Etendu le premier, j’avais chaque jour à défendre contre Bordéras, sans qu’il le sût jamais, sa chaise longue et sa couverture. Une seule fois, Bordéras s’attardant, il fut obligé de tourner autour du navire, et commença l’après-midi par le paraphe qui la finissait d’ordinaire. Mon silence au début lui plaisait, puis l’inquiéta, et pour s’en libérer, il voulait m’adresser la parole. Tout un lundi, tout un mardi, je le vis chercher un prétexte... En vain... Avant de s’asseoir, il me regardait, il me visait; mais le cœur d’un homme, de haut, est un terrain d’atterrissage si étroit. Le jour où je me mis en uniforme, il lut tout haut le numéro de mon collet, et ce fut par les chiffres, puisque les mots se refusaient, qu’il put me saisir enfin; ainsi Pythagore parvint, avec sept chiffres en plus, à saisir le monde. Il me demanda si j’avais connu Clermont, adjudant dans ma brigade, son élève.
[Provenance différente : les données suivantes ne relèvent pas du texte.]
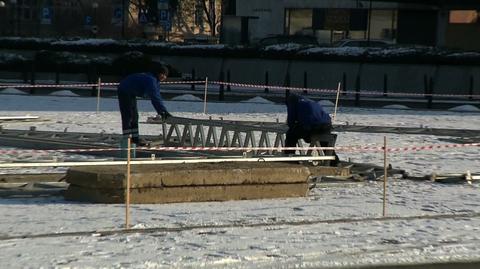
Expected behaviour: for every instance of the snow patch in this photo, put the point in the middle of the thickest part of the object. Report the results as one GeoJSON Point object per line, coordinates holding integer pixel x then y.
{"type": "Point", "coordinates": [64, 93]}
{"type": "Point", "coordinates": [13, 91]}
{"type": "Point", "coordinates": [186, 97]}
{"type": "Point", "coordinates": [465, 108]}
{"type": "Point", "coordinates": [258, 100]}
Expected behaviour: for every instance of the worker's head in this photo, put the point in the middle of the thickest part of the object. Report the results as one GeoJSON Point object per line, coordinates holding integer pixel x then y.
{"type": "Point", "coordinates": [292, 99]}
{"type": "Point", "coordinates": [160, 72]}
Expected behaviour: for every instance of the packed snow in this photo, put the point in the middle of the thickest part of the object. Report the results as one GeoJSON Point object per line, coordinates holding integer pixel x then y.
{"type": "Point", "coordinates": [334, 226]}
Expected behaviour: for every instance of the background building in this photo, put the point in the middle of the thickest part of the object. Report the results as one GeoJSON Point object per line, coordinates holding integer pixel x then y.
{"type": "Point", "coordinates": [451, 23]}
{"type": "Point", "coordinates": [153, 19]}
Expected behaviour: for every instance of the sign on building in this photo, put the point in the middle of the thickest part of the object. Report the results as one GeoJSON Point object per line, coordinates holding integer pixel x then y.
{"type": "Point", "coordinates": [337, 19]}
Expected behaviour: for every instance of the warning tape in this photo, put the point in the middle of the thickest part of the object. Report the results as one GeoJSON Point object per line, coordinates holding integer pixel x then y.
{"type": "Point", "coordinates": [245, 85]}
{"type": "Point", "coordinates": [334, 91]}
{"type": "Point", "coordinates": [340, 149]}
{"type": "Point", "coordinates": [88, 85]}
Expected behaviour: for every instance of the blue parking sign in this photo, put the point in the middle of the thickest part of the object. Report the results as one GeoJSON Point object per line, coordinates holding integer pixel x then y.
{"type": "Point", "coordinates": [88, 20]}
{"type": "Point", "coordinates": [117, 13]}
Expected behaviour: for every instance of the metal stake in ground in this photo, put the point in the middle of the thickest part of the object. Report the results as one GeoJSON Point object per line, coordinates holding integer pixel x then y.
{"type": "Point", "coordinates": [127, 187]}
{"type": "Point", "coordinates": [205, 97]}
{"type": "Point", "coordinates": [99, 84]}
{"type": "Point", "coordinates": [336, 101]}
{"type": "Point", "coordinates": [385, 163]}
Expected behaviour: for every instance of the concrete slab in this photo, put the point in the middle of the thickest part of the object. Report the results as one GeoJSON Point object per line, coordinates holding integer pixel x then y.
{"type": "Point", "coordinates": [202, 174]}
{"type": "Point", "coordinates": [187, 194]}
{"type": "Point", "coordinates": [171, 183]}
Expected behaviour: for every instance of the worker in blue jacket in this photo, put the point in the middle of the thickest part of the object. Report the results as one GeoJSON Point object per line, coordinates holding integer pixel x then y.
{"type": "Point", "coordinates": [140, 85]}
{"type": "Point", "coordinates": [305, 118]}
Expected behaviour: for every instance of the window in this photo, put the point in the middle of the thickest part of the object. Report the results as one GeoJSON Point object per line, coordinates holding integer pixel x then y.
{"type": "Point", "coordinates": [298, 21]}
{"type": "Point", "coordinates": [230, 7]}
{"type": "Point", "coordinates": [463, 16]}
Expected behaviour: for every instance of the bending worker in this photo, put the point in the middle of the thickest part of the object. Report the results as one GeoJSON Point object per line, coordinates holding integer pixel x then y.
{"type": "Point", "coordinates": [140, 85]}
{"type": "Point", "coordinates": [305, 118]}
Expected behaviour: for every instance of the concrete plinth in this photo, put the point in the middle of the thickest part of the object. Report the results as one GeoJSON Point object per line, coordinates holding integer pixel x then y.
{"type": "Point", "coordinates": [187, 182]}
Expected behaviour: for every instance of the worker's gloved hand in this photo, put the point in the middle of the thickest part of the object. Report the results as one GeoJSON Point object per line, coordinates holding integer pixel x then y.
{"type": "Point", "coordinates": [165, 115]}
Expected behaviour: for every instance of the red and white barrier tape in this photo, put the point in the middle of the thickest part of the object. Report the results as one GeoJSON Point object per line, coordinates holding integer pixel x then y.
{"type": "Point", "coordinates": [334, 91]}
{"type": "Point", "coordinates": [243, 85]}
{"type": "Point", "coordinates": [339, 149]}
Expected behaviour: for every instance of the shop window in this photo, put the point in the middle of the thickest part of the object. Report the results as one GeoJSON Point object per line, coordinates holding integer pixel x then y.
{"type": "Point", "coordinates": [230, 7]}
{"type": "Point", "coordinates": [463, 16]}
{"type": "Point", "coordinates": [298, 21]}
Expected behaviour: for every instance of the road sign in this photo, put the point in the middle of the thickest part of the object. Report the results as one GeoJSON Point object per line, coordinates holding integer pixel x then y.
{"type": "Point", "coordinates": [88, 20]}
{"type": "Point", "coordinates": [117, 15]}
{"type": "Point", "coordinates": [163, 4]}
{"type": "Point", "coordinates": [142, 17]}
{"type": "Point", "coordinates": [46, 16]}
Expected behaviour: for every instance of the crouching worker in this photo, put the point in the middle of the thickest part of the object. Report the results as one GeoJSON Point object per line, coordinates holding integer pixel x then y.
{"type": "Point", "coordinates": [140, 85]}
{"type": "Point", "coordinates": [306, 118]}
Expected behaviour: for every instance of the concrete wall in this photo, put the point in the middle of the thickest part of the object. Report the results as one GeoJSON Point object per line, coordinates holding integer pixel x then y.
{"type": "Point", "coordinates": [408, 78]}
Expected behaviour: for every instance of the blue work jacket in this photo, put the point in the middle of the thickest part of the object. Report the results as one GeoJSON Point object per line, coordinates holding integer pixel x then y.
{"type": "Point", "coordinates": [306, 113]}
{"type": "Point", "coordinates": [144, 85]}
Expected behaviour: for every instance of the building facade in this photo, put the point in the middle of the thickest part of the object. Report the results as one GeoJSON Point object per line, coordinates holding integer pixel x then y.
{"type": "Point", "coordinates": [152, 19]}
{"type": "Point", "coordinates": [443, 23]}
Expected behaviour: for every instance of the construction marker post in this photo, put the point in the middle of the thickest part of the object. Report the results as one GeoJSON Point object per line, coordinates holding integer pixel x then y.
{"type": "Point", "coordinates": [99, 84]}
{"type": "Point", "coordinates": [336, 100]}
{"type": "Point", "coordinates": [385, 175]}
{"type": "Point", "coordinates": [127, 187]}
{"type": "Point", "coordinates": [205, 97]}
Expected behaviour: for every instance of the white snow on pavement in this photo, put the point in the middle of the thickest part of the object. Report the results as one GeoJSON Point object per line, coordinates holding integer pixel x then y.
{"type": "Point", "coordinates": [320, 244]}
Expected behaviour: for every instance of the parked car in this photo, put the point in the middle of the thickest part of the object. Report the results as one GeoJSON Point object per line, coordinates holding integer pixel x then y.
{"type": "Point", "coordinates": [288, 39]}
{"type": "Point", "coordinates": [362, 43]}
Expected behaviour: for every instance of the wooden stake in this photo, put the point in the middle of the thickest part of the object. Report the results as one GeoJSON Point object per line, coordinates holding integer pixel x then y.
{"type": "Point", "coordinates": [336, 100]}
{"type": "Point", "coordinates": [385, 164]}
{"type": "Point", "coordinates": [205, 97]}
{"type": "Point", "coordinates": [127, 187]}
{"type": "Point", "coordinates": [99, 83]}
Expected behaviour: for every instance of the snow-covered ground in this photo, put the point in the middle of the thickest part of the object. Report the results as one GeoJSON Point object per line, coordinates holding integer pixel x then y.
{"type": "Point", "coordinates": [283, 241]}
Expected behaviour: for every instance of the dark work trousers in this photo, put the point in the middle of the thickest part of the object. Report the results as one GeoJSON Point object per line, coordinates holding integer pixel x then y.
{"type": "Point", "coordinates": [129, 112]}
{"type": "Point", "coordinates": [297, 132]}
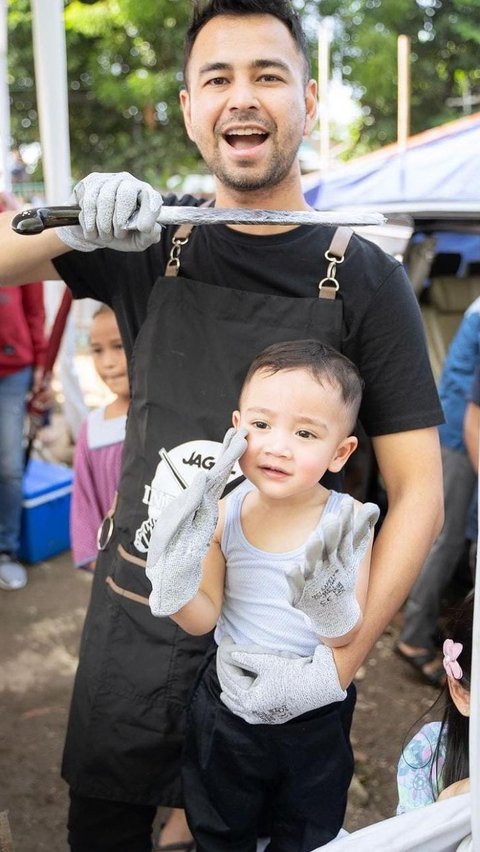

—J’avais connu Clermont. Nous étions amis. La semaine avant sa mort, je l’avais même rencontré, au repos, surveillant les exercices sur des champs labourés. Il m’avait crié au revoir, et était parti, suivant son commandant dans le même sillon, s’écartant de moi par la ligne la plus droite, posant ses pas minuscules avec précautions dans les larges empreintes du commandant, et tous les huit jours avant sa mort, jours de boue, il put rester propre, mais il ne laissa point de traces à lui.

Il voulut savoir si Clermont avait souffert, qui détestait le froid, qui se chargeait de diriger le poêle au Collège de France.

—Il gelait. Nous gelions. Pour que nous puissions entendre les balles, on nous confisquait nos cache-nez. Pour que nous n’ayons pas le tétanos, au cas où les balles nous traverseraient, on nous interdisait nos peaux de bique. Comme nous tous Clermont réclamait l’été, quand le général nous ferait combattre tout nus, sans doute invulnérables.